Well, yes I was going access two vlans over the EOIP tunnel. ...
Maybe I do not need an EOIP over SSTP configuration..?
If you use the single-bridge-for-all-vlans approach with
vlan-filtering=yes on the bridge, you cannot attach the BCP L2 tunnel directly to that
br-all-vlans, because this dynamic addition does not support
vlan-filtering=yes (at least it didn't a year ago).
So you can either use the EoIP tunnel as you've planned, or you can save some overhead bytes (= link bandwidth and likely also some CPU) by using 802.1ad service-vlan tagging to transport a trunk of 802.1Q customer-vlans:
bcp tunnel <-> br-s-vlan(0x88a8) <-> (T)br-s-vlan.7(U) <-> br-all-vlans(0x8100)
The corresponding commands would look as follows (at both the SSTP server side and SSTP client side):
/interface bridge add name=br-s-vlan vlan-filtering=no ether-type=0x88a8
/interface vlan add name=br-s-vlan.7 interface=br-s-vlan use-service-tag=yes vlan-id=7
/interface bridge port add bridge-br-all-vlans interface=br-s-vlan.7
.....a generic command would be too complex, so in plain words: add the
br-s-vlan.7 to the
tagged list of all rows of
/interface bridge vlan whose
vlan-ids contain the VLANs you want to transport via the tunel...

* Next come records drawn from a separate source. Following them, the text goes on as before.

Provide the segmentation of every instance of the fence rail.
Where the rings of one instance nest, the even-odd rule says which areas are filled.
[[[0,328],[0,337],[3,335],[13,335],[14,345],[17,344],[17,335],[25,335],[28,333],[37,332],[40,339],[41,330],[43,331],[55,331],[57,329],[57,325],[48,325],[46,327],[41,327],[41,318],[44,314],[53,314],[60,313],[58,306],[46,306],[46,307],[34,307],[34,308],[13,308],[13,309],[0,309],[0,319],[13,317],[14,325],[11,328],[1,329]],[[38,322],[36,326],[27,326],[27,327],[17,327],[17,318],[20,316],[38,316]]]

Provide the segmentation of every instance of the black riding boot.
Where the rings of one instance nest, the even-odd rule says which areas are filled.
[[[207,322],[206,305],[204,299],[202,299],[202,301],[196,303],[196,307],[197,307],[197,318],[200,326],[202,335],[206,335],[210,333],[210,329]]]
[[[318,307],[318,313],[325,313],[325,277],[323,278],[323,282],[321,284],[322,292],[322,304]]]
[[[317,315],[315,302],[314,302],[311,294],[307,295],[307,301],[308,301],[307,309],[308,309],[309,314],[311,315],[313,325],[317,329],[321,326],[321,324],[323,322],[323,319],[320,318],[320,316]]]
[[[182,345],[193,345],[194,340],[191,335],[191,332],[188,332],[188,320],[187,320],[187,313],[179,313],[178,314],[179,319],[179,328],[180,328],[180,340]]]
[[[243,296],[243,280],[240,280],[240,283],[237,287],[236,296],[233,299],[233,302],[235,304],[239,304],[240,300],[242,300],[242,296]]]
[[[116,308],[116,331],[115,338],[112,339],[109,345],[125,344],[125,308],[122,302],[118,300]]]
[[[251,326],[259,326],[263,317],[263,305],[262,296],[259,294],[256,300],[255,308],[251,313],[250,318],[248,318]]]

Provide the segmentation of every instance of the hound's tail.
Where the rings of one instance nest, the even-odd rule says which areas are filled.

/ppp profile add copy-from=default-encryption name=sstp-s-bridge bridge=br-s-vlan
On the SSTP server side only:
/ppp secret set <your-secret-name> profile=sstp-s-bridge
On the SSTP client side only
/interface sstp-client set <your-interface-name> profile=sstp-s-bridge
Furthermore, when the remote office PC1 is connected to HQ vlan; I want the vlan traffic for
PC1 connected to vlans to stay on the vlan gateway (which it does by default) then... when
PC1 sends traffic outside of the vlan to the public WAN... I want to use a different gateway (ISP)
so that PC1 is not consuming bandwidth from HQ for surfing or doing traffic not related to vlans...
Rather, PC1 uses its own ISP provider bandwidth for non-related vlan traffic.
Well, let's first differentiate between "gateway", "route", and the misleading shortcut "default gateway" which actually means "default route's gateway".
To talk to other devices inside its own IP subnet (which typically maps 1:1 to a VLAN ID but it is not a law of physics), a device needs no gateway as these are reachable directly on L2. So routes with one of own subnets as destination have the corresponding interface itself as a gateway. Such subnets are called "connected" ones.
To talk to devices outside connected subnets, the device needs to send the packets via a router device in one of the connected subnets (a gateway router), so the routes to these destinations indicate IP addresses of these routers as gateways. And one of the routes may be a default one (which is used if no other route matches more narrowly). And since many end devices, like the PCs, have no other routes configured, the shortcut became known as "default gateway" (because you only have to configure the gateway information, whereas the
dst-address=0.0.0.0/0 part is implicit).
So... as long as you only need the PC to talk to other devices in the same VLAN/subnet where it is connected via the tunnel, and to the rest of the world via the WAN of the Mikrotik to which it is connected, what I wrote earlier is enough - the default gateway for that PC will be the own IP address, in the subnet where the PC is connected, of the Mikrotik where the PC is connected, and that's it (so the Mikrotik at each end of the tunnel must have its own IP in each of the two subnets which live in each of the two VLANs).
If you want that the PC at the BO end can access also some other, non-connected, subnets in the HQ network via the VLAN tunnel, the situation is more complex. If you add these routes to the BO Mikrotik itself, what should happen is that the PC sends the packet to the BO Mikrotik, the BO Mikrotik determines that the in-interface and out-interface of the packet are the same, so it sends an ICMP notification about a better gateway to the PC, which should accept it and send the packet to the HQ Mikrotik (and cache this for a while so it will send the subsequent packets via the HQ mikrotik straight away). So try this first, and if it doesn't help, come back, I'll write something regarding dynamic configuration of client's routing tables using DHCP.